A good question is how exactly with Got a Team make money? Mansfield says it’s too early to tell exactly how they will monetise the application. They’re focusing first and foremost on generating traction, and are quietly confident that the product will be embraced and appreciated.
Although it’s only been a month since Got A Team launched, the startup has already found teams all over the world signing up to use the platform. Mansfield says they’ve got “a few hundreds customers” using the product at the moment from 40 locations around the world, but predominantly Australia, which they found to be “encouraging” given very little marketing effort on their behalf.
“It’s still early days and the feedback we are getting from these users is helping us shape the next iteration we deploy and we’ll be scaling up the marketing once we’ve got more confidence in the market fit,” Mansfield adds.
One of the biggest challenges for the startup to date has been feeling comfortable with releasing an MVP, and postponing the introduction of more advanced features and functionality.
“It’s a very common problem faced by anyone delivering software.
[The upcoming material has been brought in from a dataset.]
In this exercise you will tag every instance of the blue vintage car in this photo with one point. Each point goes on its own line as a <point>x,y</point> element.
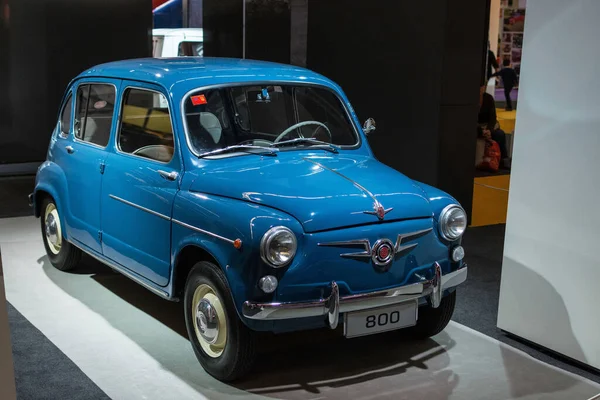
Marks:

You can do anything, but what should you do?” says Mansfield.
“We still have passionate discussions around what’s next, who would want it and what’s the best way to deliver it but that’s part of what we enjoy about having our own startup and building software.”
Now that Got a Team is out in the public, the co-founders can enter the next stage of development and allow user feedback to help the process.
“That’s not to say we’ll do what they ask, it’s to say we’ll listen to their views and opinions and use these as inputs,” Mansfield clarifies.
“Based on early customer feedback we’re about to integrate SMS into the product. This means as well as email notifications, players will be able to receive game notifications via SMS and even reply via SMS to let the team know of they can make it or not. This will be without the need for them to sign up to Got a Team and will make Got a Team much more accessible to everyone.”
The real challenge for the startup lies ahead. Mansfield says they still need to make sure that there is a big enough market for Got a Team.
“We have enough anecdotal feedback to give us confidence but whether we can can get the traction we need to make a profitable business is the ultimate challenge,” he says.
A major turning point for the startup, Mansfield predicts, will be the launch of Got a Team’s iOS app.
“Having a responsive web app is great but an app is where we’ve always being heading. It just makes things so much easier to open an app than it is to open a website on your mobile,” says Mansfield.